Example 32.1 (Sample mean of exponential) Let \(X_1, \dots, X_n\) be i.i.d. \(\text{Exponential}(\lambda)\). Then, the MLE for the mean \(\displaystyle \mu = \frac{1}{\lambda}\) is \(\hat{\mu}_{\text{MLE}} = \bar{X}\). We run \(N\) simulations where we take \(n\) samples \(X_1, \dots, X_n\); we then plot the results.
Try changing the value of \(n\) to 10, 100, 1000, and 10000.
Example 32.2 (Sample mean of Poisson) Let \(X_1, \dots, X_n\) be i.i.d. \(\text{Poisson}(\lambda)\). Then, the MLE for the mean \(\lambda\) is \(\hat{\lambda}_{\text{MLE}} = \bar{X}\). We run \(N\) simulations where we take \(n\) samples \(X_1, \dots, X_n\); we then plot the results.
Try changing the value of \(n\) to 10, 100, 1000, and 10000.
It is a small sample size of two distributions, but as we increase \(n\), we observe that
the distribution of the sample mean seems to take on the bell curve; and
the distribution of the sample mean tends to concentrate around 5, the mean for both distributions.
We will focus on the second point in this section; we will come back to the first point in Chapter 36.
How can we mathematically write “the sample mean tends to concentrate around the population mean?” One way would be it is extremely unlikely for the distance between \(\bar{X}\) and \(\mu\) to be large; i.e., \[
P( \lvert \bar{X} - \mu \rvert > \varepsilon ) \approx 0
\] as \(n\) gets larger, for any \(\varepsilon > 0\). In fact, we say that \(\bar{X}\) converges to \(\mu\) in probability if \[
P( \lvert \bar{X} - \mu \rvert > \varepsilon ) \to 0
\] as \(n \to \infty\), for any \(\varepsilon > 0\). We denote this as \(\bar{X} \stackrel{p}{\to} \mu\).

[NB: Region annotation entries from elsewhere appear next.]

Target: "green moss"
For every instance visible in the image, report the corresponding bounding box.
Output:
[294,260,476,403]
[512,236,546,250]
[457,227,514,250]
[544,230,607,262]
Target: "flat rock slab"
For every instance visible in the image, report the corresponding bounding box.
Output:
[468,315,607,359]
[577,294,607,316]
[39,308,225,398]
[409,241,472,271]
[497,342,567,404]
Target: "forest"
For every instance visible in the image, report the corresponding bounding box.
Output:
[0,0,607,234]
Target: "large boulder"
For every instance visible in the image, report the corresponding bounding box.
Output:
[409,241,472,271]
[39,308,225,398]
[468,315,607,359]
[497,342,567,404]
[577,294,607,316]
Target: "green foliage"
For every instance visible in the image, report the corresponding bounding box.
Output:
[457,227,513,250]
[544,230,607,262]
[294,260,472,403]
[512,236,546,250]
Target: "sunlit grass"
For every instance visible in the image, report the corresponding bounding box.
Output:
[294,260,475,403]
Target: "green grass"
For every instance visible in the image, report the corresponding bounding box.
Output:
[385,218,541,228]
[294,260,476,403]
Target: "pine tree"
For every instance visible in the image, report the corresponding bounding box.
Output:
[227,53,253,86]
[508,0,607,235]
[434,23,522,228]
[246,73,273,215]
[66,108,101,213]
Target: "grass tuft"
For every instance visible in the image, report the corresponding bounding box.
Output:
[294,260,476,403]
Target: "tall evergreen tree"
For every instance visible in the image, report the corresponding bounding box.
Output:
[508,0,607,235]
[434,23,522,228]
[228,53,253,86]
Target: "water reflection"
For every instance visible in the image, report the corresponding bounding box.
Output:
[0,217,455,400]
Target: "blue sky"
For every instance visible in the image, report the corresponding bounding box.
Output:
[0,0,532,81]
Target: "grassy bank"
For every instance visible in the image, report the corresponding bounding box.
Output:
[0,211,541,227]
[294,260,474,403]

It turns out the Weak Law of Large Numbers states this is true for any underlying distribution \(X_1, \dots, X_n\) as long as they are i.i.d.! In statistics, we say that \(\bar{X}\) is a consistent estimator of \(\mu\).
32.3 Markov’s and Chebyshev’s inequalities
Before proving the Weak Law of Large Numbers, we need two inequalities.
Proposition 32.2 (Markov’s inequality) If \(X\) is a nonnegative random variable, then \[
P(X \geq a) \leq \frac{\text{E}\!\left[ X \right]}{a}
\] for any \(a > 0\).
Proof
For \(a > 0\), let \[
I_{X \geq a} = \begin{cases} 1, & X \geq a \\ 0, & X < a \end{cases}.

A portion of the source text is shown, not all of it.